Il Giappone è noto per essere un Paese particolarmente sensibile ai fenomeni tellurici e vulcanici, tant’è che le stesse isole giapponesi risultano essere fatalmente collocate proprio all’interno della cosiddetta “cintura di fuoco” del Pacifico. Basti pensare che il Giappone ospita attualmente 165 vulcani, dei quali ben 108 risultano essere ancora attivi; inoltre, terremoti e tsunami distruttivi sono particolarmente frequenti, e possono presentarsi numerose volte nell’arco dello stesso secolo. Nonostante ciò, il Paese asiatico è stato per lungo tempo tutt’altro che all’avanguardia nella prevenzione dei danni causati da questi fenomeni nell’edilizia.
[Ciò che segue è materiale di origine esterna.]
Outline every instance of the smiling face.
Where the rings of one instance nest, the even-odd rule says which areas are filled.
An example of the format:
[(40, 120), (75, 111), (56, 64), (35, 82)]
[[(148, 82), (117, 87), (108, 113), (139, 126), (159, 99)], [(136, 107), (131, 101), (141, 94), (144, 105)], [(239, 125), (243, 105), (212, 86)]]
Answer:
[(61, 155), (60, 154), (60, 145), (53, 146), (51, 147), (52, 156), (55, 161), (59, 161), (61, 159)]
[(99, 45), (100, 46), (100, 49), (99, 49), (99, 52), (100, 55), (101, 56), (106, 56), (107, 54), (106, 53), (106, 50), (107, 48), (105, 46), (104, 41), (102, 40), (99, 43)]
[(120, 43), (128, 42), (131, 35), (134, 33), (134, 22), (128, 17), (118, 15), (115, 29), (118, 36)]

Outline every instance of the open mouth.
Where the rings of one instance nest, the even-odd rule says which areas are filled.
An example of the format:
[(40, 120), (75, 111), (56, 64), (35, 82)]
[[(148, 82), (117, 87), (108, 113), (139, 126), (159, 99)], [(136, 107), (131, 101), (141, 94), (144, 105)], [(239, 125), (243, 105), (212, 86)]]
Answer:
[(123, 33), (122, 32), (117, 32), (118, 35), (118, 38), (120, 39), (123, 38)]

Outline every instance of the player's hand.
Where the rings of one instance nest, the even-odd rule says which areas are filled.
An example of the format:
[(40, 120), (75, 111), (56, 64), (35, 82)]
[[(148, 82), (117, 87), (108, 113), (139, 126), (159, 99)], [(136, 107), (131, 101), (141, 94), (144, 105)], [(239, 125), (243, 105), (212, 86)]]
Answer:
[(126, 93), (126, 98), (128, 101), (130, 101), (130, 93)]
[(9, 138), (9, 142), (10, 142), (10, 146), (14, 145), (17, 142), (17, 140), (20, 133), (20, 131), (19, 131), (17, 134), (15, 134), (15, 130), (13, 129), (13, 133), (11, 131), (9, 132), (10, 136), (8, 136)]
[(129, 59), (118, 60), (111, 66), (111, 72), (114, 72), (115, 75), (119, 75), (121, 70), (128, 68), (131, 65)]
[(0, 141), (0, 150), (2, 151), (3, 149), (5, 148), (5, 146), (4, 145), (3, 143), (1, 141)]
Un esempio? Il generale Billy Mitchell, controverso eroe americano, nel corso di un viaggio in Giappone nel 1924 venne incaricato di stilare un rapporto sulle debolezze della nazione, in previsione di un futuro conflitto con gli Stati Uniti d’America (la favola di Pearl Harbor-attacco peraltro profetizzato dallo stesso Mitchell nel suo rapporto di 324 pagine-è altamente suggestiva, ma che sarebbe scoppiata una guerra tra le due superpotenze per il controllo del mercato asiatico era cosa già nota ad ambo le parti nei decenni precedenti; l’unica incognita era il “quando”).
Così Mitchell ebbe modo di apprezzare i danni inferti al Giappone da quello che passerà poi alla storia come il Grande Terremoto del Kanto, uno degli eventi sismici più devastanti mai vissuti dal Paese. Le scosse, di magnitudo 7.9, distrussero gran parte della regione di Kanto, devastando Tokyo ed il porto di Yokohama, oltre a Shiba, Kanagawa e Shizuoka. Ma il punto focale della vicenda, fu che la strage venne amplificata dal fatto che il terremoto colse i giapponesi alla fatale ora di pranzo: i molti fuochi accesi per cucinare fecero divampare un incalcolabile numero di incendi.
Le fiamme dilagarono facilmente, bruciando intere città e fondendo persino l’asfalto delle strade; molte persone trovarono una tragica fine affondando tra i liquami bollenti di ciò che rimaneva del manto stradale, mentre tentavano di fuggire. Mitchell annotò tutto con perizia, evidenziando i danni che il fuoco era in grado di apportare alle città del Sol Levante, costruite ancora per buona parte in legno.
E grazie alle sue rivelazioni vennero successivamente messe a punto, appositamente per essere utilizzate contro il Giappone, i prototipi di bombe M-47 e M-69, meglio conosciute al grande pubblico con il soprannome di “bombe al napalm“. Armi che vennero poi testate proprio su ricostruzioni-tipo delle città giapponesi nei laboratori statunitensi, e successivamente utilizzate nel corso della guerra.
Da allora però, sembra essere passata un’eternità: il secondo conflitto mondiale ha infatti svegliato le potenzialità del Giappone, che ha abbandonato (o per meglio dire “sacrificato”, volendoci allineare con lo spirito nipponico) molte delle proprie antiche tradizioni, per focalizzarsi sulla sopravvivenza dello Stato in epoca moderna, possibile unicamente grazie allo sviluppo del progresso tecnologico. E con l’avanzare della tecnologia, è migliorata anche l’attività di prevenzione. Così quando questa mattina il possente Shindake ha eruttato a Kuchinoerabu, non sono stati registrati morti né feriti.
L’isola si è infatti svegliata sotto la minaccia di scurissime nubi di cenere, che avevano gonfiato il cielo facendo presagire il peggio. Per questo le autorità locali hanno prontamente ordinato l’evacuazione, ed i residenti si sono immediatamente spostati verso l’isola di Kyshu, quella più a Sud dell’intero arcipelago. L’eruzione è stata uno spettacolo di rara maestosità: le agenzie giapponesi hanno infatti classificato l’evento di grado 5, su una scala che va per l’appunto dall’1 al 5. Il che significa massima violenza ed intensità: lo Shindake ha tuonato squarciando il cielo, ed offrendo agli spettatori una magnifica pioggia di lapilli roventi.
Il tutto senza mietere nemmeno una vittima. Perché il Giappone, per quanto abbia mantenuto viva una parte delle sue tradizioni, è oramai un Paese completamente diverso da come si presentava una sessantina d’anni fa. Ed ha saputo imparare non solo a sopravvivere, ma addirittura ad imporsi come potenza di primo piano nel mondo odierno. Sotto questo aspetto, si può senz’altro dire che l’esito della Seconda Guerra Mondiale sia stata, per i giapponesi, una vera e propria prova del fuoco; un esame passato con il massimo dei voti.